Zadie Smith, amusing and penetrating, on the way we live now
The only fierce thing about award-winning British author Zadie Smith is her intelligence
There's something about interviewing Zadie Smith that brings to mind Little Red Riding Hood's reaction when she finds the wolf in bed dressed as her grandmother.
You know the line - "What big eyes you have!" And you know the wolf's response: "All the better to see you with, my dear."
Not that there's anything particularly fierce about the woman on the other end of the phone - nothing, that is, except her intelligence. Smith is so coolly observant, so amusing and penetrating, so adept at pinpointing things that the rest of us miss that it's not hard to feel a bit off balance while simultaneously being drawn closer.
That's apparent when Smith is chatting about tastes in interior design. ("A lot of American decor choices are quite incomprehensible to me. For instance, Americans seem to quite like curtains and cushion covers. There's some strange excess.")

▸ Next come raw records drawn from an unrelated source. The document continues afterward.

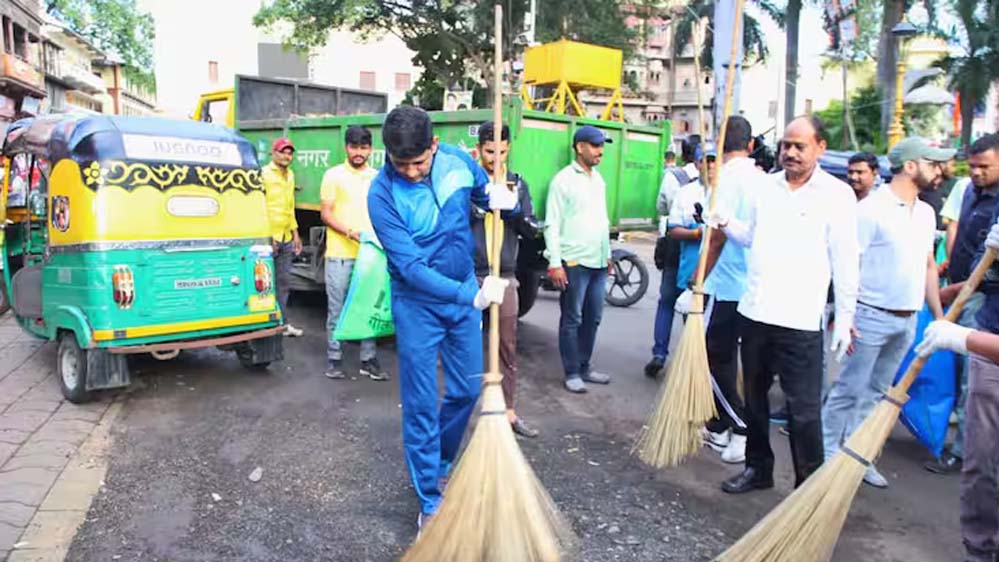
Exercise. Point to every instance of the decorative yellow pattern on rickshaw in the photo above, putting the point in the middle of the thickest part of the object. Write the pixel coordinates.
(165, 176)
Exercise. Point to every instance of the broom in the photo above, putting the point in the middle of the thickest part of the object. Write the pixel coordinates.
(672, 433)
(806, 525)
(495, 509)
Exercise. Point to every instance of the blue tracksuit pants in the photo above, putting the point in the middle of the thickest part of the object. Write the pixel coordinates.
(431, 436)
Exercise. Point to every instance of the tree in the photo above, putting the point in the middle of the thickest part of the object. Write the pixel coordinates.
(116, 27)
(452, 40)
(973, 71)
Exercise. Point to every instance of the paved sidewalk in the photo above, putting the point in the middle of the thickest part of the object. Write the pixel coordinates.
(39, 434)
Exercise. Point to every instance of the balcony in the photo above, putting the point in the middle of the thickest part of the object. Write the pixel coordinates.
(21, 73)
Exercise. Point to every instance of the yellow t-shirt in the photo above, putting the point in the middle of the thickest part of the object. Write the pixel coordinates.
(347, 188)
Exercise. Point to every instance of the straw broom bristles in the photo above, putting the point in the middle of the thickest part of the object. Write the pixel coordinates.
(806, 525)
(495, 509)
(684, 403)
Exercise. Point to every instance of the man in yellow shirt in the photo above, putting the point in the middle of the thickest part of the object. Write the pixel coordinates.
(344, 207)
(279, 186)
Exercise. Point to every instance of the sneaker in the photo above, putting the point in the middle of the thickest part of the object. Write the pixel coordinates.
(422, 521)
(522, 429)
(717, 441)
(575, 384)
(373, 370)
(875, 478)
(948, 463)
(596, 378)
(735, 453)
(653, 367)
(334, 371)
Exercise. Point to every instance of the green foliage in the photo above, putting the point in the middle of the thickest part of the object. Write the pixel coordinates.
(452, 40)
(115, 27)
(865, 111)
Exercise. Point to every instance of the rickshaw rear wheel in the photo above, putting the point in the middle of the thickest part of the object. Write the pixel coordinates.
(71, 366)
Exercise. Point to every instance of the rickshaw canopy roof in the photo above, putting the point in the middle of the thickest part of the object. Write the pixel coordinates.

And it's apparent when Smith, 40, tackles intractable social ills. "The American idea of freedom is that you can become successful all by yourself, but that's not really true," she says. "I was made by institutions and other people, and it's important that these institutions remain as open as they can. The fact that a child can be doomed to a second-rate education because of where he is born is a horror to me. So is the notion that someone can buy himself a better education."